Reputation: 3837
I have a list containing unique pairs of values x and y; for example:
x y
-- --
1 A
2 A
3 A
4 B
5 A
5 C
6 D
7 D
8 C
8 E
9 B
9 F
10 C
10 G
I want to divide this list of pairs as follows:
Group 1
1 A
2 A
3 A
5 A
5 C
8 C
10 C
8 E
10 G
Group 2
4 B
9 B
9 F
Group 3
6 D
7 D
Group 1 contains
The pairs in Group 2 can't be reached in such a manner from any pairs in Group 1, nor can the pairs in Group 3 be reached from either Group 1 or Group 2.
As suggested in Group 1, the chain of connections can be arbitrarily long.
I'm exploring solutions using Perl, but any sort of algorithm, including pseudocode, would be fine. For simplicity, assume that all of the data can fit in data structures in memory.
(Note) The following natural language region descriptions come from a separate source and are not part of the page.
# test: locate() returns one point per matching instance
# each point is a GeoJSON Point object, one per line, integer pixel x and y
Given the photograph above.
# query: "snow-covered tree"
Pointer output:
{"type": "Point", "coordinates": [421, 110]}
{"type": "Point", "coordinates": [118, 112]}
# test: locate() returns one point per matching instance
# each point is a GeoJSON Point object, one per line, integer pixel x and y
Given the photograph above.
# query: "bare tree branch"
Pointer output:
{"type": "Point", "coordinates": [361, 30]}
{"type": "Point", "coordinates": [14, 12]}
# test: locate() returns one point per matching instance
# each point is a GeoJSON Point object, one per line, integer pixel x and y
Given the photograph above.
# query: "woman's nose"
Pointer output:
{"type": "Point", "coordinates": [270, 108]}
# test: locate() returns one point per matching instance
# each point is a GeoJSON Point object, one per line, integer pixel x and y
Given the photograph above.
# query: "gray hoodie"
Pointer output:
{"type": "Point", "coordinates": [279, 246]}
[UPDATE] Because I need to apply this approach to 5.3 billion pairs, scaleability is important to me.
Upvotes: 2
Views: 246
Reputation: 9085
You can think of the letters and numbers as nodes of a graph, and the pairs as edges. Divide this graph into connected components in linear time.
The connected component with 'A' forms group 1. The other connected components form the other groups.
Upvotes: 1
Reputation: 77900
Pick a starting point. Find all points reachable from that, removing from the master list. Repeat for all added points, until no more can be reached. Move to the next group, starting with another remaining point. Continue until you have no more remaining points.
pool = [(1 A), (2 A), (3 A), (4 B), ... (10 G)]
group_list = []
group = []
pos = 0
while pool is not empty
group = [ pool[0] ] # start with next available point
pos = -1
while pos+1 < size(group) // while there are new points in the group
pos += 1
group_point = group[pos] // grab next available point
for point in pool // find all remaining points reachable
if point and group_point have a coordinate in common
remove point from pool
add point to group
// we've reached closure with that starting point
add group to group_list
return group_list
Upvotes: 1